Pan Afr Med J. 2018 Apr 23;29:222. doi: 10.11604/pamj.2018.29.222.14297. eCollection 2018.
After birth, remnants of pupillary membrane which constitute the vascular supply to the crystalline lens can persist. These are contiguous to the iris collarette causing possible deprivation amblyopia by obstructing the pupillary area. We here report the case of a 4-year-old child, born to consanguineous parents, presenting with bilateral persistent pupillary membrane associated with high myopia. Clinical examination showed bilateral remnants of pupillary membrane, intact iris sphincter and diffuse chorioretinal atrophy in the fundus of eye . Visual acuity was difficult to assess. On the other hand, refraction test showed high myopia RE -10.75 (-3.25, 29°) LE -10 (-0.75, 180°). Treatment of bilateral persistent pupillary membrane is based on mydriatic agents, surgical excision or laser destruction. We opted for the use of mydriatic agents with total optical correction and amblyopia treatment.
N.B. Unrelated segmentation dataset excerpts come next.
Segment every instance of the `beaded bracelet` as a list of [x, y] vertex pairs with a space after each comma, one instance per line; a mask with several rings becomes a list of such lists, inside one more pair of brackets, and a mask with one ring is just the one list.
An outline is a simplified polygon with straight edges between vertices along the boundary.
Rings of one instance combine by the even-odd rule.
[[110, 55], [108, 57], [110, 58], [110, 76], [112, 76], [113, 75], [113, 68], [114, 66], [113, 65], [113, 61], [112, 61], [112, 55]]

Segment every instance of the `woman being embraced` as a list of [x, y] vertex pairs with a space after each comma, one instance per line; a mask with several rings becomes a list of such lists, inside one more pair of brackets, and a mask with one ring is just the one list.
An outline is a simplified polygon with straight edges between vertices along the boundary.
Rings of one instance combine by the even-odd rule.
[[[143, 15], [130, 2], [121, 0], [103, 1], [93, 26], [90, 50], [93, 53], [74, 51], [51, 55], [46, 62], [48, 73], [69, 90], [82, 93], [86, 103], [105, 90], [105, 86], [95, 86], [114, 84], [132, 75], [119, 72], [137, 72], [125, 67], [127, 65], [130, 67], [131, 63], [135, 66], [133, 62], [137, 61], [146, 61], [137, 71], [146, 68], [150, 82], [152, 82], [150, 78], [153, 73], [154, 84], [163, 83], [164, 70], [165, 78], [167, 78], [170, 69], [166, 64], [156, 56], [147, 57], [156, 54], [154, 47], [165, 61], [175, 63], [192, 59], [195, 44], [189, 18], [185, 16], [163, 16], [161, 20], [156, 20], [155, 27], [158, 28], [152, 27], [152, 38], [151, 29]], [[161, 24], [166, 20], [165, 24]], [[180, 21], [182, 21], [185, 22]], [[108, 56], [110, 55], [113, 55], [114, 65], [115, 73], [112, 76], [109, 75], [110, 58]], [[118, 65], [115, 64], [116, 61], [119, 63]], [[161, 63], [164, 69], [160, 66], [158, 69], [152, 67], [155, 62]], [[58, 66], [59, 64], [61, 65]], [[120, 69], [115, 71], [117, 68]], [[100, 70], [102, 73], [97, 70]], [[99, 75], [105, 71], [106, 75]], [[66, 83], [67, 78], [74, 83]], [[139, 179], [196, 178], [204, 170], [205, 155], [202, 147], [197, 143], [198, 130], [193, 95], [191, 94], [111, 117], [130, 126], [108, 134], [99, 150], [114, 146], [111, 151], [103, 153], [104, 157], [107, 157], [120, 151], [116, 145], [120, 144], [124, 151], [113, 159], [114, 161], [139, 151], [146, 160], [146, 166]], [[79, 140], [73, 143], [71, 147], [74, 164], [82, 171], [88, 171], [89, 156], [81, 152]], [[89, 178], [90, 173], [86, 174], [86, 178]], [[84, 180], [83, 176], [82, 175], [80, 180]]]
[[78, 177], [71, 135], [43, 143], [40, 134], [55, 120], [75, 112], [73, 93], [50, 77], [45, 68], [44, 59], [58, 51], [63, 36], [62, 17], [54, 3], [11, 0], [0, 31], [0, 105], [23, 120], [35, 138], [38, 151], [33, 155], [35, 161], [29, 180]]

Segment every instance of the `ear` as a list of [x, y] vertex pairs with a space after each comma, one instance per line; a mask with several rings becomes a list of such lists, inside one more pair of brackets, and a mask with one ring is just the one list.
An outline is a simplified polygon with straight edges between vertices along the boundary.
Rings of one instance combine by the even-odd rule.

出生后,构成晶状体血管供应的瞳孔膜残余可能会持续存在。这些残余与虹膜小环相邻,可能通过阻塞瞳孔区域导致剥夺性弱视。我们在此报告一例4岁儿童,其父母为近亲结婚,患有双侧持续性瞳孔膜并伴有高度近视。临床检查显示双侧瞳孔膜残余、虹膜括约肌完整以及眼底弥漫性脉络膜视网膜萎缩。视力难以评估。另一方面,验光检查显示右眼高度近视-10.75(-3.25,29°),左眼-10(-0.75,180°)。双侧持续性瞳孔膜的治疗基于散瞳剂、手术切除或激光破坏。我们选择使用散瞳剂并进行完全光学矫正和弱视治疗。